Mr Jenkins praised Fonterra’s strong opening price of $5.30 per kilogram of milk solids (kg/MS). But he was critical of the processor, and Bonlac Supply Company (BSC), for public statements indicating a higher available opening price of $5.70 kg/MS.
The higher price comes from a 40 cent loyalty payment, borrowed from future earnings, as a way of compensating existing, retiring or recommencing suppliers for a disastrous 2015/16 season.
“Fonterra has publicly announced an inflated opening price which does not reflect the current market price and is not available to new suppliers,” Mr Jenkins said.
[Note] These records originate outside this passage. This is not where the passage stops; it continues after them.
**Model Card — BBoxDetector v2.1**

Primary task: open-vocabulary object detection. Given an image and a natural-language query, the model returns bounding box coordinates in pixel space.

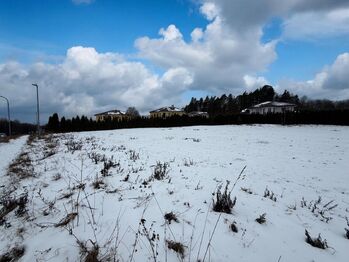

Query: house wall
[96,115,130,121]
[150,111,185,118]
[249,106,295,115]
“The comments are nothing but misleading, and at a time when the dairy industry has committed to rebuilding trust along the supply chain - they are unhelpful in our effort to create a transparent milk price for the dairy industry.”
Mr Jenkins said the statements showed inconsistencies in behaviour by Fonterra and BSC, after neither company recognised the benchmark return set by Murray Goulburn last year at $5.53/kgMS. “Fonterra wants to give the appearance that they are offering a more attractive price than any of the other processors at $5.70/kgMS, but it’s simply not true and Fonterra and BSC need to make that clear,” he said.
Meanwhile, BSC confirmed it was moving to distance itself from Australia’s largest processor, Murray Goulburn (MG).
BSC chairman Tony Marwood said it no longer saw the current Benchmark Agreement, against MG, as appropriate in today’s market.
“Fonterra has shown that it is running its own race by setting a price based on its own product mix and what that mix earns in the market,” Mr Marwood said.
“We’ve been working with Fonterra on a new price mechanism that will give farmers greater clarity as to how their price is set.”